ADA talk on programming languages (notes for first half of lecture)

Programming as communication

Programming is about communication. It's communication between a human and a computer, but it's also communication between humans and other humans, and between humans and their own future selves. To program, you have to fully elucidate your ideas and record them so that both computers and humans can understand you.

Languages facilitate this kind of communication. Programming languages have to be designed with the computer in mind, but they should also be designed to accommodate humans.

Of course, using comments and out-of-code documentation, you can and should communicate to humans independently from your code. But the program code also needs to be its own documentation, both because actual code and its documentation frequently disagree and because sometimes program code is itself the most elegant way to express an idea.

Languages themselves are software, and they're made up of specificiations and implementations. Ideally, the specifications define the syntax and the semantics of a language, and that should be enough for both the programmers who want to write the implementation of the language itself, and the programmers who want to write code in the language. The specification should describe "what" the language is, but not "how" the language is actually converted to machine code and run on hardware.

The implementation is the actual software that reads the language and converts it into machine code or another language. There can and usually are multiple implementations of a language.

In practice, specifications and implementations often differ. Also, implementations often have to be specific where specifications are vague, so sometimes multiple implementations adhere to the spec but differ from each other.
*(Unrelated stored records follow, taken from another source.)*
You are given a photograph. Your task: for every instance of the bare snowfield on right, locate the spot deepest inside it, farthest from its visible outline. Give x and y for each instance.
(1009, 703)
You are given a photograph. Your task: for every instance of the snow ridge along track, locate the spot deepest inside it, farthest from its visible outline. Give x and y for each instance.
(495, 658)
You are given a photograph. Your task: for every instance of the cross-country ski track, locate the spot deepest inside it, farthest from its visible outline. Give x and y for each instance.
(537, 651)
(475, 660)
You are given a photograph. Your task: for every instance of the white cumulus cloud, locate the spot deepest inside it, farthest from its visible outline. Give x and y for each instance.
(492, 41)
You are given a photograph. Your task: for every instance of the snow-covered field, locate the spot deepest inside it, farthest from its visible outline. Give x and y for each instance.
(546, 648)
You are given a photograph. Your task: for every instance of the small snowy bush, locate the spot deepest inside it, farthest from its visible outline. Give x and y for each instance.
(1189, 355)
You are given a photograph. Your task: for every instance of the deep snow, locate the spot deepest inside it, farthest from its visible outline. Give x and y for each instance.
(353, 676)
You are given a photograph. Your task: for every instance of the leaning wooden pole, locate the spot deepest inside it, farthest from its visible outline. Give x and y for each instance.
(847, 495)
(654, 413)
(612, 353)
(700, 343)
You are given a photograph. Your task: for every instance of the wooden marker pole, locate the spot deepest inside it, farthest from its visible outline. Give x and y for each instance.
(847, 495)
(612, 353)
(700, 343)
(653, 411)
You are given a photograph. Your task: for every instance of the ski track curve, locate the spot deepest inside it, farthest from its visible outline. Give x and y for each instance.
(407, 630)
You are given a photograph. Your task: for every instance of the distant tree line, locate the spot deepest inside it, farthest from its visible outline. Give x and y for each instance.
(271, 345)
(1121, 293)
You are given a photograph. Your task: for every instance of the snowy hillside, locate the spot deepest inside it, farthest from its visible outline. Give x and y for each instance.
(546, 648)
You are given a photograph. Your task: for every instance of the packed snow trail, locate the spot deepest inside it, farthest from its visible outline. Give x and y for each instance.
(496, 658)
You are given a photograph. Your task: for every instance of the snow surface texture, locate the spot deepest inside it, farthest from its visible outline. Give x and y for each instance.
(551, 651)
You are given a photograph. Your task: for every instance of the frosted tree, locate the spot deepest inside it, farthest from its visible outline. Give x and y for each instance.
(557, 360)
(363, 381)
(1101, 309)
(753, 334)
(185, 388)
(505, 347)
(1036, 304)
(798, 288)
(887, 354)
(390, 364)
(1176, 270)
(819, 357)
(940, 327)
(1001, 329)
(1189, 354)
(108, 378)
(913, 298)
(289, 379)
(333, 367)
Specifications can be thought of as very formal documentation for a language, and implementations are of course program code... and the problems with the specification/implementation dichotomy illustrate why

How language implementations work

You've all been learning Ruby so far, and my hope is that this talk will put Ruby itself in context. Ruby is a very smart and expressive language -- it does a lot of grunt work for you, which makes it easier to communicate complex ideas cleanly. And that's really the story of software development, because software development as an industry is about building layers of tools that take the grunt work out of programming, enabling you to take on harder problems. But Ruby itself is constructed from lower-level concepts, and those are constructed from still lower-level concepts. You don't necessarily need to study those in-depth to be a good software developer, but having an understanding of the context you're working in will help you down the line, especially with debugging.

Machine code

Ultimately, no matter how you write your programs, they all end up in the same place -- some computer's processor. And a given CPU generally only speaks one language, known as "machine code". The words used in machine code vary depending on the CPU architecture -- for instance, Intel CPUs speak a totally different language from, say, the CPUs in your cell phones, which are mostly ARM. But in general all machine code languages are very similar, because they all have similar constraints and similar objectives. The idea is that the CPU can do a small number of very simple things like addition, multiplication, comparison of two numbers for equality or greater-than/less-than, and so forth. Everything a computer does is based on some combination of an extremely large number of elemental operations like basic arithmetic.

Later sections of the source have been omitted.